Kadang tidak perlu duduk bersama, tapi hati bersama itu jauh lebih utama. Dan tentu jauh lebih afdhal duduk bersama dan hati kita bersama seperti shaf shalat berjama’ah.
Nah… kenapa tidak mengalami kekuatan ukhuwah itu? karena kita mengalami krisis iman. Allah, ridha-Nya, rahmat-Nya, ampunan-Nya, hidayah-Nya, berkah-Nya, Rasul-Nya, akhirat-Nya bukan menjadi tujuan dan orientasi dalam setiap aktifitas kita.
Maaf, mungkin ini terlalu kasar… Bahasanya agama, tapi hatinya dunia,
…وَعَصَيْتُمْ مِنْ بَعْدِ مَا أَرَاكُمْ مَا تُحِبُّونَ…
(Ali ‘Imran, 3: 152)
Kelumpuhan terjadi bagi umat Islam dan terutama para juru dakwah adalah karena mereka lebih melihat ghanimah ketimbang ketaatan kepada Allah dan Rasul-Nya.
Ikhwah…
Kalau Allah dan Rasul dan akhirat menjadi tujuan dan orientasi dalam setiap harakah dakwah kita, maka kita akan mengedepankan, mengutamakan dakwah, itu yang menjadi skala prioritas, main goal, dalam semua aktifitas kita, dakwah, dakwah, dakwah, tanpa diundangpun dakwah.

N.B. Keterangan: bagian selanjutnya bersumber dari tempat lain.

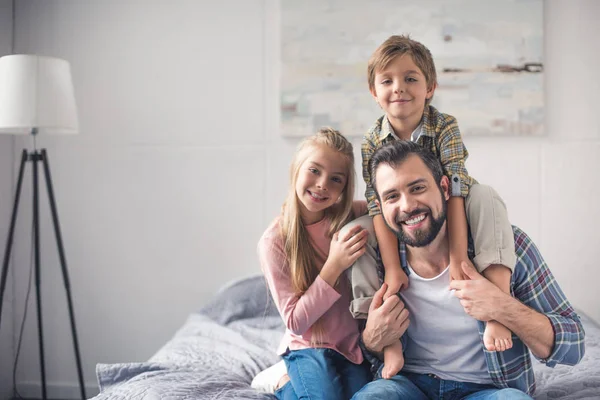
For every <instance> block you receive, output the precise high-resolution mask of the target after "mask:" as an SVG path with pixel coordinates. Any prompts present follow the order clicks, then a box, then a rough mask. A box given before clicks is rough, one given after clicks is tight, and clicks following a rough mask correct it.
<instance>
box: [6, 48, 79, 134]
mask: <svg viewBox="0 0 600 400" xmlns="http://www.w3.org/2000/svg"><path fill="white" fill-rule="evenodd" d="M33 128H37V133H38V134H46V133H48V134H74V133H78V131H79V122H78V120H77V106H76V104H75V94H74V91H73V82H72V80H71V67H70V66H69V63H68V62H67V61H65V60H61V59H59V58H53V57H42V56H37V55H24V54H17V55H10V56H4V57H0V133H8V134H24V135H28V134H31V133H32V129H33Z"/></svg>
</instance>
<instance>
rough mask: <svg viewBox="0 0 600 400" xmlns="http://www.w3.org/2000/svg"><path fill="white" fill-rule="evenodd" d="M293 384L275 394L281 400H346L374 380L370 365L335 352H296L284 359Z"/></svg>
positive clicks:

Kita menunggu undangan, baru dakwah.
Ulama yang terbaik itu ulama air hujan, yang menghujani siapa pun, minimal ulama mata air yang orang datang rindu kepadanya. Jangan jadi air pam, air pam itu kalau gak diundang, gak keluar dia, kalau gak dibayar gak keluar dia, gak tsiqah dalam dakwah, memilah milih dalam dakwah, akhirnya retorika-retorika saja, intinya dia mencari duit.

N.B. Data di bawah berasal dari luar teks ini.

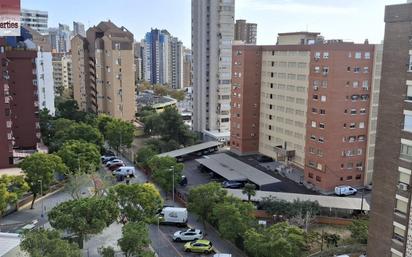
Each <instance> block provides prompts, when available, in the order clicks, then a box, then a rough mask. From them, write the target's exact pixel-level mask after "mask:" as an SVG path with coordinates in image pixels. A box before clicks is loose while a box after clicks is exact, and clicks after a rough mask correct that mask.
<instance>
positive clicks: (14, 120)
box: [0, 38, 40, 168]
mask: <svg viewBox="0 0 412 257" xmlns="http://www.w3.org/2000/svg"><path fill="white" fill-rule="evenodd" d="M36 55H37V53H36V50H29V49H25V48H20V47H13V46H10V45H7V44H6V42H5V40H4V38H0V86H1V89H0V99H3V100H1V101H0V168H7V167H10V166H12V165H13V150H14V149H16V150H17V149H19V150H28V149H30V150H32V149H36V146H37V143H38V142H39V139H40V130H39V122H38V114H39V112H38V100H37V88H36V66H35V58H36Z"/></svg>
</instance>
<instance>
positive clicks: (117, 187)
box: [109, 183, 163, 222]
mask: <svg viewBox="0 0 412 257" xmlns="http://www.w3.org/2000/svg"><path fill="white" fill-rule="evenodd" d="M109 197H110V198H111V199H112V200H113V201H114V202H116V203H117V205H118V206H119V208H120V211H121V212H122V213H123V214H125V215H126V217H127V219H128V220H129V221H132V222H143V221H144V222H151V221H152V220H153V219H154V218H155V215H156V213H157V212H158V210H160V209H161V208H162V206H163V200H162V197H161V196H160V193H159V191H158V190H157V189H156V187H155V186H154V185H153V184H149V183H145V184H130V185H125V184H118V185H116V186H114V187H112V188H110V191H109Z"/></svg>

Ini ngamen ya ikhwah, atau menjadi juru dakwah air comberan, munafik, dia berbuat maksiat.
كَبُرَ مَقْتًا عِنْدَ اللَّهِ أَنْ تَقُولُوا مَا لَا تَفْعَلُونَ
(Ash-Shaff, 61: 3)
Nah… dakwah kita utamakan, kita berkumpul karena kita mengutamakan dakwah, kita bisa bersama karena mengutamakan dakwah. Jadi benang tasbih walaupun bijiannya warna warni, kalau benangnya adalah dakwah, kita akan bisa bersama ya ikhwah.
Islam bisa berkembang karena dakwah, Rasul menyebarkan dakwah, lalu dilanjutkan para sahabat. Sahabat wafat, dilanjutkan tabi’ut tabiin, lalu salafus shalih. Dan kita bisa begini pun karena dakwah, maka dakwahlah utamakan.
Dimulai dakwah pada diri sendiri, fardiyah, ahliyah, keluarga kita, lalu sahabat-sahabat kita, lalu khususiah orang-orang penting, lalu ijtima’iyah, tabligh, ta’lim, kemudian ‘umumiyah, siapapun didakwahi tanpa merasa paling suci.
Kemudian kalau dakwah yang menjadi prioritas, maka yang kedua adalah ukhuwah. Nah… buahnya dari orientasi dakwah itu ukhuwah. Banyak kita berbeda paham dengan kawan-kawan.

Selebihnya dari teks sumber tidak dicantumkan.